Foreign investors were net sellers of Philippine shares Tuesday, shedding a net $193.36mn in local equities, which represented the largest net daily outflow since Mar 9, 2021.
- The figure was boosted by an element of catch-up activity, due to a closure of domestic financial markets on Monday, when strong risk-off tone drove a global equity rout. A wave of outflows swept across emerging Asia, as offshore investors were net sellers of Indian, Indonesian, Thai, Malaysian and Taiwanese stocks.
- Fresh rounds of hawkish Fedspeak and the reverberations of market turbulence in the UK helped undermine sentiment at the start to the week, generating pent-up impetus for the Philippine markets, which were shut as a super typhoon hit the main Luzon island.
- The authorities are assessing the scale of the damage wrought by typhoon Noru, but it has been confirmed that swathes of farmland have been affected. While the government refused to lower its growth target for the year, reports of widespread rice crop destruction fuelled concerns over existing food shortages, which risk accentuating price pressures and nudging the BSP towards a steeper tightening path.

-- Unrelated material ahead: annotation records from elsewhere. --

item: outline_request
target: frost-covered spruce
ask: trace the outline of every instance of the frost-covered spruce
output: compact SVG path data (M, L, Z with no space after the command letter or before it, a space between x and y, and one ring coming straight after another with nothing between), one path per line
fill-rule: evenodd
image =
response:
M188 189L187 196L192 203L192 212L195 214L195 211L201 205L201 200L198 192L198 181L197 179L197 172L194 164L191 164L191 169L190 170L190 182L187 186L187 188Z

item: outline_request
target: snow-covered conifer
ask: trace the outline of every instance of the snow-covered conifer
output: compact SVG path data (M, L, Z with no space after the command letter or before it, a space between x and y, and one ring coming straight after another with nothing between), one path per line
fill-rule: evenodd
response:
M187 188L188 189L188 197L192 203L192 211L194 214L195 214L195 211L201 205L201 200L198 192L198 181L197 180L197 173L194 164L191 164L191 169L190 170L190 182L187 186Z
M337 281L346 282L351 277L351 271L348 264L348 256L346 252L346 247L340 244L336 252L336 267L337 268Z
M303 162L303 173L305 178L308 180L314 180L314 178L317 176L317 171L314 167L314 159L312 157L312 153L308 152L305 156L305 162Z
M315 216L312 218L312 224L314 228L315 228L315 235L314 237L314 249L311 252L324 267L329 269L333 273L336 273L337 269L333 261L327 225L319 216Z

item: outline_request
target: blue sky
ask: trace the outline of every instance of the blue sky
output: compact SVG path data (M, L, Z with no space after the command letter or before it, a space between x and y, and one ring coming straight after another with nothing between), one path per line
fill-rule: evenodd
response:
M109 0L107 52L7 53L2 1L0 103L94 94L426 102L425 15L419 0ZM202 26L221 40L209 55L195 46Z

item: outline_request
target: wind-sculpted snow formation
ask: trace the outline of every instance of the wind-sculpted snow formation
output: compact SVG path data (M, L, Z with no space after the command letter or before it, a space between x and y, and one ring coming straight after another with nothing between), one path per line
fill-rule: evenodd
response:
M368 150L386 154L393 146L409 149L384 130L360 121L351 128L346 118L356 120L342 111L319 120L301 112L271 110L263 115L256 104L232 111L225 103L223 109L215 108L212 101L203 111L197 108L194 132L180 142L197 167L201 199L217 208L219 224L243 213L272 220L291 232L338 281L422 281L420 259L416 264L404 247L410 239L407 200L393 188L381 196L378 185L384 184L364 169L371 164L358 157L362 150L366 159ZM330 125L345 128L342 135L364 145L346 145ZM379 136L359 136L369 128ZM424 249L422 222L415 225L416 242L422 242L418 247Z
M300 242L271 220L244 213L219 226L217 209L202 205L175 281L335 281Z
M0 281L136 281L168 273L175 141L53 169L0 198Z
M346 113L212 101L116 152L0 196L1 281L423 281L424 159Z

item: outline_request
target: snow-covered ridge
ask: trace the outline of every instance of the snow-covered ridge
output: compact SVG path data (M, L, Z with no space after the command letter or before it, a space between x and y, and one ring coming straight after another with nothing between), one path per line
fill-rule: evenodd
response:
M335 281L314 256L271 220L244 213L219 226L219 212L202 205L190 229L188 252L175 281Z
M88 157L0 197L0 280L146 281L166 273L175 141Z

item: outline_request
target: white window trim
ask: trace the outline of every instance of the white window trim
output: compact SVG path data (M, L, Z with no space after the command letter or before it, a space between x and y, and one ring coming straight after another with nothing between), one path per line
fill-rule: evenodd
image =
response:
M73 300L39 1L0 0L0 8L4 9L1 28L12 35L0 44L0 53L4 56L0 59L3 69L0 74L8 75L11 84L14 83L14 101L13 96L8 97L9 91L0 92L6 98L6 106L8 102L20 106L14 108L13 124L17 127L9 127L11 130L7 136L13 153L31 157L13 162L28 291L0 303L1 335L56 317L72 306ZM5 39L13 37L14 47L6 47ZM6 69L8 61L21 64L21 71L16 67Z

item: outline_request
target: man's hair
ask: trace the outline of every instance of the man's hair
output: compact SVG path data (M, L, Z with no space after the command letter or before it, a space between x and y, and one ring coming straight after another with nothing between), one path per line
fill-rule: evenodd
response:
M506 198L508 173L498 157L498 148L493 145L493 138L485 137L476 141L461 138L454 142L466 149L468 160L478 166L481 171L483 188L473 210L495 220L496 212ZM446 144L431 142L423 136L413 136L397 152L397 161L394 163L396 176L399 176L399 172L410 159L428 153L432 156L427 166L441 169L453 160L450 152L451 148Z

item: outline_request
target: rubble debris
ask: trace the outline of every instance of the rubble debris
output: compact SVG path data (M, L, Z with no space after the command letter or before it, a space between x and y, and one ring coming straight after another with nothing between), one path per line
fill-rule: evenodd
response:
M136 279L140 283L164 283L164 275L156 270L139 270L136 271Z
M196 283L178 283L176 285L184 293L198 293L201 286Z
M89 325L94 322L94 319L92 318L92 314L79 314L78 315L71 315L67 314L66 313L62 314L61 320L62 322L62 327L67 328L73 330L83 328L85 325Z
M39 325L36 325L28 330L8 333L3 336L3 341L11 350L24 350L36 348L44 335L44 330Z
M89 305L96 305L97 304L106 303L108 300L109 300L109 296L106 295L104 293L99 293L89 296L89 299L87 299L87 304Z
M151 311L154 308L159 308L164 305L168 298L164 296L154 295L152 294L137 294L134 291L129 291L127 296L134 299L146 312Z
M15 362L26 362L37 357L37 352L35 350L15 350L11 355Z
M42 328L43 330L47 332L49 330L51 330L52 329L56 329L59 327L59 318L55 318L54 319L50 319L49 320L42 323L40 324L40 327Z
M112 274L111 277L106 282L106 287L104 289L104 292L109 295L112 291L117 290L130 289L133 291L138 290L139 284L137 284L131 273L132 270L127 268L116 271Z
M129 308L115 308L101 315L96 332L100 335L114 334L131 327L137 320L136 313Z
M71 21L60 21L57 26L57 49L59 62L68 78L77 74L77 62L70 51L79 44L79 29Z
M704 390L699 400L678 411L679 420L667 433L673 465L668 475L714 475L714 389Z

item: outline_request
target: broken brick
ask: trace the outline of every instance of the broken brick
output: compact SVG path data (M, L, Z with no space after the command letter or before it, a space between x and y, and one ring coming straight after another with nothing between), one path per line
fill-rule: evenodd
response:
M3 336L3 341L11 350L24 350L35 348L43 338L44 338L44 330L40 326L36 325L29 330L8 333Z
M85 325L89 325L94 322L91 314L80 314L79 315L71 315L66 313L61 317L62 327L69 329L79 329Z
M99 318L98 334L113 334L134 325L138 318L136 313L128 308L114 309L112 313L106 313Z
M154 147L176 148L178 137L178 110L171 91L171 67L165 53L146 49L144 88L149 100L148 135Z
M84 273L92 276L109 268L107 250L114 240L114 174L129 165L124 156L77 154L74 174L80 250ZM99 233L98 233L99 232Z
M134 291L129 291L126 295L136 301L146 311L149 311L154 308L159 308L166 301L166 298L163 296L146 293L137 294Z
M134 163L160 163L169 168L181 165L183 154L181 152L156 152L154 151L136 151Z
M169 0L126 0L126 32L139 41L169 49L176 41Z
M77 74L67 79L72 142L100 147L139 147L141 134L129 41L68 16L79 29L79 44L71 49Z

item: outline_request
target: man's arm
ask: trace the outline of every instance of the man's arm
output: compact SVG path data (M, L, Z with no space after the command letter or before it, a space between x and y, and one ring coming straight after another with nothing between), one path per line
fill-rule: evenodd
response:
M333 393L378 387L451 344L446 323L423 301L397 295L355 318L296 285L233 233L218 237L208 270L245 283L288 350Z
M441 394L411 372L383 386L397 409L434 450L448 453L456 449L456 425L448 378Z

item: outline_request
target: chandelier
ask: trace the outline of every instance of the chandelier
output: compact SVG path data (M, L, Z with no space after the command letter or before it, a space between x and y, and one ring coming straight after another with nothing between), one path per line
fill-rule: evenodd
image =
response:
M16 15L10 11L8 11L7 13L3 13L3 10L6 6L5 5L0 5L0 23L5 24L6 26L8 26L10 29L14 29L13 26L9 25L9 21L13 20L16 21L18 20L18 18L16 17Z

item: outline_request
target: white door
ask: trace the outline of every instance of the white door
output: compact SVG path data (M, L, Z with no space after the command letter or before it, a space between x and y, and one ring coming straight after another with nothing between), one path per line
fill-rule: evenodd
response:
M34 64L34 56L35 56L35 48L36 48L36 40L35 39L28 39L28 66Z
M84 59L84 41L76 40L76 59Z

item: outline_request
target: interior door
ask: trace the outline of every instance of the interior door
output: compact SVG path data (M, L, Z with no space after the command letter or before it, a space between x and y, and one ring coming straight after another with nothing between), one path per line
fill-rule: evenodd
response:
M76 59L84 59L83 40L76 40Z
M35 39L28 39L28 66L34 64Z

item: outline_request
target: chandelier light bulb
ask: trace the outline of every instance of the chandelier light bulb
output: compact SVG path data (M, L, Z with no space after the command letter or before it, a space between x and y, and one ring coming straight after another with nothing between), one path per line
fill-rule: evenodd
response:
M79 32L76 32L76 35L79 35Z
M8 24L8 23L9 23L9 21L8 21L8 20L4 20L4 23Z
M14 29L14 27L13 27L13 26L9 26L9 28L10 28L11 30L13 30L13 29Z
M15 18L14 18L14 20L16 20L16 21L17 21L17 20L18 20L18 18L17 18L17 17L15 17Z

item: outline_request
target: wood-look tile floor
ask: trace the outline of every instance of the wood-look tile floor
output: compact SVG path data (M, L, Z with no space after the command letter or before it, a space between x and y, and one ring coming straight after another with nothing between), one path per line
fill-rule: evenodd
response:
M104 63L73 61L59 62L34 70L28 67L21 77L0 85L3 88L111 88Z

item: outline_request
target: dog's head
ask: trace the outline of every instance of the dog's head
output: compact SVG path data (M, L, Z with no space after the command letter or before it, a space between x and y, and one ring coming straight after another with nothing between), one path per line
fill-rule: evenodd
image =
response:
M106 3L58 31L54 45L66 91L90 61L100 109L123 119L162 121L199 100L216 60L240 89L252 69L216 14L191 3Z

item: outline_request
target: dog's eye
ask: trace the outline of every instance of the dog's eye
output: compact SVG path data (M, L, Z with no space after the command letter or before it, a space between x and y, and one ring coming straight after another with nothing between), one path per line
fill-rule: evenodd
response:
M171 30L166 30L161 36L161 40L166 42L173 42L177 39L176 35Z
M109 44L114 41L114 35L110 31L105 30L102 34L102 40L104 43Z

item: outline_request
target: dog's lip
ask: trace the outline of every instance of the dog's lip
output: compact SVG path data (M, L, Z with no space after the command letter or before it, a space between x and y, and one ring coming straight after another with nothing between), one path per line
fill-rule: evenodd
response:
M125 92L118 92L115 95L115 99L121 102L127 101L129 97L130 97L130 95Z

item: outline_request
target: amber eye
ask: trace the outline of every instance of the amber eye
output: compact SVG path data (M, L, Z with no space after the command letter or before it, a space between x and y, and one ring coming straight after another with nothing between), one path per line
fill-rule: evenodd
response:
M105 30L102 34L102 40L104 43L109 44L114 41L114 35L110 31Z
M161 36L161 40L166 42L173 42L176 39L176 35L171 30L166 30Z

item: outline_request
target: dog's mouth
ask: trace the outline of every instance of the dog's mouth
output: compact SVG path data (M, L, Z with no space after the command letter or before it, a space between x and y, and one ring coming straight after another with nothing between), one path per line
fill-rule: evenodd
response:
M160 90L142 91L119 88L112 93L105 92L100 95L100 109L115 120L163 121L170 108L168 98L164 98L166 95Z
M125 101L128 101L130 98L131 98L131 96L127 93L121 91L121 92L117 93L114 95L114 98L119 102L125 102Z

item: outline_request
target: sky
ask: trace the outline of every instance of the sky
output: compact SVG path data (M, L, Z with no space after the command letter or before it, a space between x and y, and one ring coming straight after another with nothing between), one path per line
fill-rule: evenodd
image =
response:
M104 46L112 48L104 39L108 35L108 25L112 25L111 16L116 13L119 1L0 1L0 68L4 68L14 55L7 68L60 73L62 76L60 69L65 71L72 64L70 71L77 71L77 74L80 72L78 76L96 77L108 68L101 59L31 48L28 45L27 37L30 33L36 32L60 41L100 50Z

- Rapid peso depreciation amplifies pressure on the Philippine equity market as USD/PHP keeps refreshing all-time highs. This bites into local corporate earnings when converted into USD, likely keeping foreign investors on the sidelines.
- The PSEi tumbled on the re-open on Tuesday, landing 3.8% lower come the closing bell and printing its worst levels since Oct 2020 in the process. The index has now shed more than 20% from its February high on a closing basis, entering bear market territory. Still, the RSI moved into oversold territory, which puts participants on the lookout for a rebound.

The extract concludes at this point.